The lectures are divided into three topics. In each topic, lectures revolve around a number of research papers with similar themes.
Topic 1: Identifying key genes important for biological variation in agriculture and medicine.
In this topic we discuss key research articles that have identified genes that explain variation among plants and animals and the methods used in these studies. We discuss how genomes are sequenced and how the analysis of data from genotyping technologies, including genotyping by sequencing approaches, provide dense snapshots of genomic variation. We also cover algorithmic approaches for obtaining optimal sequence alignments. We discuss methods of genome annotation and how to collect database information. We note DNA changes that differentiate genomes and describe how associations between individuals' genotypes and phenotypes across a population can be used to identify genes. We will also describe challenges specific to association mapping studies.
Topic 2: Identifying the molecular basis of cellular response
In this topic, we discuss key research articles that have used genes’ mRNA abundances to make biological insights. We will describe how to estimate a sample’s RNA abundances using RNA Seq technologies and understanding how to perform tests of significance for gene transcript abundance differences. We will discuss how summarizing the expression data of groups of genes can help elucidate biological processes.

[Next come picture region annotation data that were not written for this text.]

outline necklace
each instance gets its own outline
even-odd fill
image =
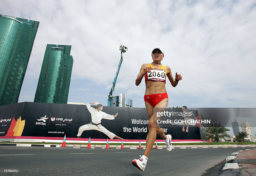
[[[152,62],[152,63],[153,63],[154,64],[162,64],[161,63],[156,63],[156,62]]]

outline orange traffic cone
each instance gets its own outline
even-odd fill
[[[106,148],[105,149],[108,149],[109,148],[109,139],[108,138],[107,139],[107,144],[106,145]]]
[[[155,148],[155,149],[158,149],[158,148],[157,148],[157,142],[156,142],[156,148]]]
[[[140,146],[139,146],[139,149],[142,149],[141,148],[141,142],[140,141]]]
[[[121,144],[121,149],[124,149],[124,143],[123,142],[123,140],[122,140],[122,144]]]
[[[91,137],[89,137],[89,141],[88,142],[88,145],[87,148],[91,148]]]
[[[63,139],[63,142],[62,142],[62,145],[61,145],[61,147],[66,147],[66,135],[65,135],[64,136],[64,139]]]

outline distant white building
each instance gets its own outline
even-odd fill
[[[244,138],[244,139],[250,140],[252,142],[252,125],[251,123],[246,122],[242,122],[241,123],[241,127],[242,127],[242,131],[246,132],[248,134],[247,137]]]

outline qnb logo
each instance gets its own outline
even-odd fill
[[[49,117],[46,118],[46,116],[45,115],[44,117],[41,117],[39,119],[37,119],[37,120],[39,121],[42,121],[44,122],[45,122],[46,121],[45,120],[48,119],[49,118]]]

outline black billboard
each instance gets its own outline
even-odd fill
[[[172,112],[182,111],[166,110],[166,112],[170,112],[169,115]],[[193,111],[198,117],[197,111]],[[111,132],[125,139],[146,139],[148,132],[148,118],[145,108],[104,107],[103,111],[113,115],[118,113],[114,120],[102,120],[101,125]],[[14,115],[16,117],[14,120]],[[0,118],[6,118],[4,117],[9,119],[12,118],[12,120],[15,121],[16,126],[13,126],[13,130],[18,129],[20,135],[17,135],[24,136],[63,137],[65,134],[67,137],[76,138],[79,127],[91,121],[91,114],[86,105],[43,103],[25,102],[0,107]],[[190,126],[189,132],[187,133],[182,131],[182,124],[173,125],[163,122],[184,119],[182,116],[164,115],[160,126],[166,134],[172,135],[173,140],[201,140],[200,124]],[[17,124],[18,122],[19,124]],[[19,126],[17,127],[17,125]],[[0,132],[4,132],[0,133],[0,136],[9,136],[6,135],[10,126],[0,126]],[[84,131],[81,137],[90,137],[109,138],[104,134],[94,130]],[[162,138],[158,136],[157,139]]]

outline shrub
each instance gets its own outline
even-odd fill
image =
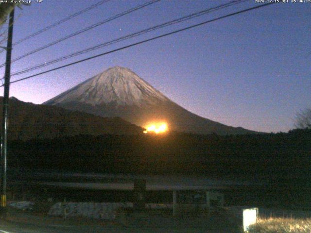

Topic 3: Molecular evolution and its application
In this topic we discuss key research articles that have utilized phylogenetic approaches in evolution and criminal justice cases. We review the application of probabilistic models for hypothesis testing in nucleotide sequence alignment and analysis. We describe approaches to estimate the statistical significance of a sequence alignment score. We will discuss the terms and concepts of phylogenetics; how to calculate and interpret evolutionary distances between pairs of sequences. Differences between algorithmic vs. optimization methods for phylogeny estimation are highlighted. Lectures will also cover distance, parsimony, maximum likelihood, and if time allows Bayesian phylogenetic approaches.
Labs are computational only. They cover a number of analysis techniques including:
- genetic map construction and quantitative trait loci mapping in a structured population.

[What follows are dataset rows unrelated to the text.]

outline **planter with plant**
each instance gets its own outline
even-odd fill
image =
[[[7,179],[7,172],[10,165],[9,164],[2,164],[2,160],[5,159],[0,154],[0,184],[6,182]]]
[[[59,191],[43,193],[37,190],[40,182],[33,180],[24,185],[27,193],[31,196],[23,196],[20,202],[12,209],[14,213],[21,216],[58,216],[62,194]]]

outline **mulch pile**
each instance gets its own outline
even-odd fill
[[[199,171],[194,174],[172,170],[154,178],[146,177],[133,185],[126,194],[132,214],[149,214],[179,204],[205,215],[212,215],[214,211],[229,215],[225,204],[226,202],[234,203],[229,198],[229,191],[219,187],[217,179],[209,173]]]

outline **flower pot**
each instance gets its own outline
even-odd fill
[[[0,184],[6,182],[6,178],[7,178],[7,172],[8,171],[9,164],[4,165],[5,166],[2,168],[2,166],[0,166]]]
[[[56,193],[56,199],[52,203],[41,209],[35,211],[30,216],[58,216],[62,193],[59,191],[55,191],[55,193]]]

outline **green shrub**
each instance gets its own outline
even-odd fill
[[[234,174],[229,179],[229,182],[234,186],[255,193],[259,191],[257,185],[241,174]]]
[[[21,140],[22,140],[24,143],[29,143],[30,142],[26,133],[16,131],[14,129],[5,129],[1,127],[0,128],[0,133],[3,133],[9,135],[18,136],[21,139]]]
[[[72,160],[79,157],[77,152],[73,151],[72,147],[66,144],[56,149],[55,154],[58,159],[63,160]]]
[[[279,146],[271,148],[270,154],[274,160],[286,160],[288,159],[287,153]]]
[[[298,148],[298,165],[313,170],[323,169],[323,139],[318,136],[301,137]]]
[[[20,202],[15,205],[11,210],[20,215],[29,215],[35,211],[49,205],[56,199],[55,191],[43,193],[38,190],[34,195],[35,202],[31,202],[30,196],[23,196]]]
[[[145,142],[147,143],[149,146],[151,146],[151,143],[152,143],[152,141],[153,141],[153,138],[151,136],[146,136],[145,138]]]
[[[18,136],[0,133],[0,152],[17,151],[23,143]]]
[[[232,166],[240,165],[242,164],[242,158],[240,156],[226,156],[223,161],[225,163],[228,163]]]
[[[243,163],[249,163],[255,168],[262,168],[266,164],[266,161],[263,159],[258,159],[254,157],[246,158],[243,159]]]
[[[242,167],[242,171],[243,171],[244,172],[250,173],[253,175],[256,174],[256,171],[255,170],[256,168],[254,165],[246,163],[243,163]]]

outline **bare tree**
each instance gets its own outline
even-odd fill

- methods for pairwise and multiple sequence alignments
- RNASeq data analysis.
- software for phylogeny generation and testing.
- beginning instruction on text processing and searching using bash and a scripting language in a UNIX environment.
There are no seminars scheduled for this course.
Course Assignments and Tests:
|Assignment or Test||Contribution to Final Grade|
Weekly lab completion
|Student presentation of bioinformatics method use in 3+ research papers||
|Student written critical review of 3+ papers that use bioinformatics methods||
All assignments are due in class on their due date unless we have made prior arrangements. Five points will be deducted from quizzes taken after the scheduled time. The instructor will also deduct one point for every day after the scheduled quiz date. Make-ups are not possible later than five days after the quiz date. For written assignments, the instructor will subtract two points per day of lateness.
Course Policy on Group Work:
Individuals within a group are expected to contribute equally.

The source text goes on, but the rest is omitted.